‘Timeless’ Meets ‘Hidden Figures’ In “Space Race”


A review of tonight’s Timeless coming up just as soon as I’m Agent Mulder…

As both an Apollo program nerd and a NASA movie nerd (to the point where I could easily recognize a snippet of The Martian score used as temp music on the screener for the scene where Mission Control reconnects with Neil and Buzz), “Space Race” should have been catnip to me. But perhaps because of my obsessiveness, it felt skimpier than some of the show’s other recent historical adventures that didn’t travel to eras about which I’ve read a couple of dozen books, seen as many movies — and will be there opening weekend to see Hidden Figures, the Oscar buzzworthy movie(*) starring Taraji P. Henson as NASA math genius Katherine Johnson, played here by Nadine Ellis — and rewatched From the Earth to the Moon over and over and over again. The design of Timeless means that every Mission of the Week is going to offer a Cliff’s Notes of a particular historical event or figure; it was just more glaring this week for me, though your mileage will obviously vary depending on how many Grumman engineers you can name who worked on the lunar module.
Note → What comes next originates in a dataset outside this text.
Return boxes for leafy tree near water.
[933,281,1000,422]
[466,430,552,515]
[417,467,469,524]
(*) Hidden Figures, like any other major studio release, didn’t appear out of thin air, so at some point in the development of this episode, the creative team had to know that the line about how Rufus and Lucy’s adventure resulted in a movie being made about Johnson would play as an in-joke. And I imagine Johnson’s story will be told far more exhaustively there than it could have been here.
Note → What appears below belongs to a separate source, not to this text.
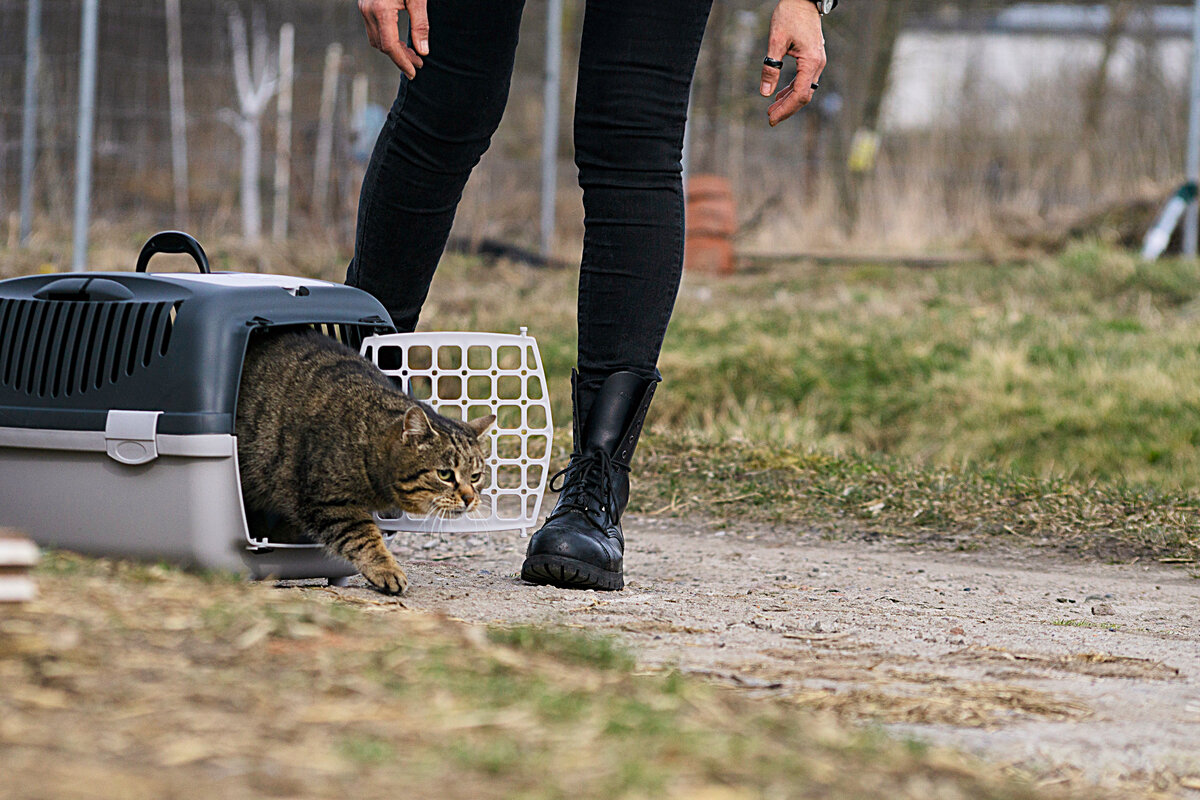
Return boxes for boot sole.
[521,555,625,591]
“Space Race” also felt like an episode where the meddling in the past would have had more far-reaching consequences than previous missions. A near-tragic moon mission would have either scuttled the rest of Apollo altogether (under the heading of, “We won — barely — so let’s not risk any more lives going back there”) or, given the cover story about Soviet spies interfering, could just as easily have redoubled our efforts in space, with even more lunar missions and other plans more ambitious than what NASA began doing by the mid-70s — which, given how many incidental technologies were developed by the program, means Team Lifeboat would have returned to a far more futuristic world. For that matter, the Cold War could have very easily turned hot if Nixon believed the Soviets had committed so brazen and potentially devastating an act of sabotage.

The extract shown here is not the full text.